Materials and Methods: We retrospectively reviewed the medical records of patients who underwent salvage radical prostatectomy at the Mayo Clinic between 1990 and 1999, and those who underwent salvage cryotherapy at M. D. Anderson Cancer Center between 1992 and 1995. Eligibility criteria were prostate specific antigen less than 10 ng/ml, post-radiation therapy biopsy showing Gleason score 8 or less and prior radiation therapy alone without pre-salvage or post-salvage hormonal therapy. We assessed the rates of biochemical disease-free survival, disease specific survival and overall Gemcitabine price survival in each

group. Biochemical failure was assessed using the 2 definitions of 1) prostate specific antigen

greater than 0.4 ng/ml and 2) 2 increases above the nadir prostate specific antigen.

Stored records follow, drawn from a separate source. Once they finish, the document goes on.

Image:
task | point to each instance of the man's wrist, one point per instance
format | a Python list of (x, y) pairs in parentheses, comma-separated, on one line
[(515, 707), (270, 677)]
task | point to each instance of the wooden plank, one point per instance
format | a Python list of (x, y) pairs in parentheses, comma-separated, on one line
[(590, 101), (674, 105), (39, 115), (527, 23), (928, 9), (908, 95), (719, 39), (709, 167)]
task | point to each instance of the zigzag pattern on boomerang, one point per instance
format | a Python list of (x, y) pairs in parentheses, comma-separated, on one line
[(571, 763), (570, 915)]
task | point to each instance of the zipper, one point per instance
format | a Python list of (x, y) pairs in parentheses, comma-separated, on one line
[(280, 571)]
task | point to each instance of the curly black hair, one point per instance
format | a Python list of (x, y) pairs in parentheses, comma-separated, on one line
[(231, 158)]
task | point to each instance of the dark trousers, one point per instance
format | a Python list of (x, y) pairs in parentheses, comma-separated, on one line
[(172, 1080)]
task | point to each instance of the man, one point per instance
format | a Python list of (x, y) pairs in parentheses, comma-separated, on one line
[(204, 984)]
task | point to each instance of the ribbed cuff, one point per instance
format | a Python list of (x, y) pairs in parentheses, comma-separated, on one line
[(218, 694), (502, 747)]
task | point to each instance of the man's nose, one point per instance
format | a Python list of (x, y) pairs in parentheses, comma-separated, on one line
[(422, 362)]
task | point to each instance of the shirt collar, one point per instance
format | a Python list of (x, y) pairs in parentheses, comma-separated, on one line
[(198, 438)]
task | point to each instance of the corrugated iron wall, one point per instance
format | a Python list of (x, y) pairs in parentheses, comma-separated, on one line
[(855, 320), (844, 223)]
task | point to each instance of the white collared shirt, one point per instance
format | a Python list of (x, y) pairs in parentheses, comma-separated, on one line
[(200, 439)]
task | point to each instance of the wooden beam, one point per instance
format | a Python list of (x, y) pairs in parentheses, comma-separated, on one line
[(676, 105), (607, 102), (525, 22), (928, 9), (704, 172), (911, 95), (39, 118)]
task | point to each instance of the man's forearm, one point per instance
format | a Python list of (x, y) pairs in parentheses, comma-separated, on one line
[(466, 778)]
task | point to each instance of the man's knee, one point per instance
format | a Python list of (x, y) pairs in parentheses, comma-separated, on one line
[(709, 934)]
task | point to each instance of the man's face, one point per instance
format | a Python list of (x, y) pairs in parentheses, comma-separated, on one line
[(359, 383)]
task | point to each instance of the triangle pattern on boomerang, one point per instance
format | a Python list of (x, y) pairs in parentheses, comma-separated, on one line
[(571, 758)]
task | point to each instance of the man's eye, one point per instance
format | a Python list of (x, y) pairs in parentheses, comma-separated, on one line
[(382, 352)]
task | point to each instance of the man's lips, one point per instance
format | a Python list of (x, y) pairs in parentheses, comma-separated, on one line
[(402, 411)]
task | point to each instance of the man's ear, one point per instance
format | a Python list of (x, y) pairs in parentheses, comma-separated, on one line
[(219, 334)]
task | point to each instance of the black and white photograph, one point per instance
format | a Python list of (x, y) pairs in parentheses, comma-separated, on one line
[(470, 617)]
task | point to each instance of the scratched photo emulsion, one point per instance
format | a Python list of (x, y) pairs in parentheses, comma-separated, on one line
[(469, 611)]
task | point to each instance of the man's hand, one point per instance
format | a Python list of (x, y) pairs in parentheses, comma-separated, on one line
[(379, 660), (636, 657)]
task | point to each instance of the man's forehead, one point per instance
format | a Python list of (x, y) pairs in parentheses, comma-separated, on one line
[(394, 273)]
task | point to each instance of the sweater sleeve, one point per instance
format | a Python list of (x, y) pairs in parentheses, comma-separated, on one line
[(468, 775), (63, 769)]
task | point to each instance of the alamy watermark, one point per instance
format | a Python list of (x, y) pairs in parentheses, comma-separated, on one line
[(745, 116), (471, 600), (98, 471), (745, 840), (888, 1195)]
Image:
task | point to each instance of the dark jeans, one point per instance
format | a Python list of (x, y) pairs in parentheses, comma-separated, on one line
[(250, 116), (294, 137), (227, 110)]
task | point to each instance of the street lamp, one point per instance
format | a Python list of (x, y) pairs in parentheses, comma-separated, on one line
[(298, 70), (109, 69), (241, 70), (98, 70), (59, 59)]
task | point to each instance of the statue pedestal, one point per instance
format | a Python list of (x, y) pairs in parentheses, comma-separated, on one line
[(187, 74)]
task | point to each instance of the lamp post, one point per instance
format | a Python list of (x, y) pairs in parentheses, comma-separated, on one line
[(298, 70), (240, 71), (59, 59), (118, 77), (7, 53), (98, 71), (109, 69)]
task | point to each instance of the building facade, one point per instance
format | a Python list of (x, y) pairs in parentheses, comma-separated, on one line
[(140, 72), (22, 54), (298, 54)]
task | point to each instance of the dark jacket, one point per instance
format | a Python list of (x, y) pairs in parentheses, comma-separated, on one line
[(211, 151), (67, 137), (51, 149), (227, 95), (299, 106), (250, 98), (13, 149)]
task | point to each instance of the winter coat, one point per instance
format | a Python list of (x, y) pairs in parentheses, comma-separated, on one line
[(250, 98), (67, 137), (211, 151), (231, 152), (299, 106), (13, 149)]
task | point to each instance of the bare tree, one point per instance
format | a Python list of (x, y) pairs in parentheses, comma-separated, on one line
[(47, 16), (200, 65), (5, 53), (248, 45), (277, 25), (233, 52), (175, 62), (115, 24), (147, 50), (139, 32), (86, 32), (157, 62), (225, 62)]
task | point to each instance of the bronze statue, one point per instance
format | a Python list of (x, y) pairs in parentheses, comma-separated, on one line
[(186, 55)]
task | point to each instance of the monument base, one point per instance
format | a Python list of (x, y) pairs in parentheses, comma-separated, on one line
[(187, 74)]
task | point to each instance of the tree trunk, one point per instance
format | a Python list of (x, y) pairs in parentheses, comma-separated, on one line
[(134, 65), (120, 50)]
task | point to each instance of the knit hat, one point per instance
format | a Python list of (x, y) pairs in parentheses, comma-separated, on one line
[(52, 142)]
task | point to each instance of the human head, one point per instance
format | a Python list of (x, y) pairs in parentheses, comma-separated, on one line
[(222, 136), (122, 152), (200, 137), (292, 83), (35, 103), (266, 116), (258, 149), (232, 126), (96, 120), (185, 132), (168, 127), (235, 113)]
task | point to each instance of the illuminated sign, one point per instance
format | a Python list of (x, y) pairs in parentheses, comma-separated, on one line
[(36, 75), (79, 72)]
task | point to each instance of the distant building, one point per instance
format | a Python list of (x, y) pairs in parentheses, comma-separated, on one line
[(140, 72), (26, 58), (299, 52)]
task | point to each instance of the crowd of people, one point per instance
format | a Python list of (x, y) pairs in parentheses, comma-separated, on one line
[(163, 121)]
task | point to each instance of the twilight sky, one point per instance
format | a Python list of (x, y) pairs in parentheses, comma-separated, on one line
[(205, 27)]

Results: Mean followup was 7.8 years for the salvage radical prostatectomy group and 5.5 years for the salvage cryotherapy group. Compared to salvage cryotherapy, salvage radical prostatectomy resulted in superior biochemical disease-free survival by both definitions of biochemical failure (prostate specific antigen greater than 0.4 ng/ml, salvage cryortherapy 21% vs salvage radical prostatectomy 61% at 5 years, p <0.001; 2 increases above nadir with salvage cryotherapy 42% vs Savolitinib solubility dmso salvage radical prostatectomy 66% at 5 years, p = 0.002) and in superior overall survival (at 5 years salvage cryotherapy 85% vs salvage radical prostatectomy 95%, p = 0.001). There was no significant difference in disease specific survival (at 5 years salvage cryotherapy 96% vs salvage

radical prostatectomy 98%, p = 0.283). After adjusting for post-radiation therapy biopsy Gleason sum and pre-salvage treatment serum prostate specific antigen on multivariate analysis salvage radical prostatectomy remained superior to salvage cryotherapy for the end points of any increase in prostate specific antigen greater than 0.4 ng/ml (HR 0.24, p <0.0001), 2 increases in prostate specific antigen (HR 0.47, p = 0.02) and overall survival (HR 0.21, p = 0.01).

Conclusions: Young, healthy patients with recurrent prostate cancer after radiation therapy should consider salvage radical prostatectomy as it offers superior biochemical Immune system disease-free survival and may potentially offer the best chance of cure.”
“Purpose: We evaluated clinicopathological features and outcomes in patients with penile squamous cell carcinoma.

Materials and Methods: We studied 333 patients with homogeneous surgical treatment, including circumcision in 4, local excision in 2, partial penectomy in 194 and total penectomy in 133. Of the patients 153 also underwent bilateral groin dissection. Followup was 8 to 453 months (average 100).

Results: The usual type of squamous cell carcinoma was noted in 65% of cases.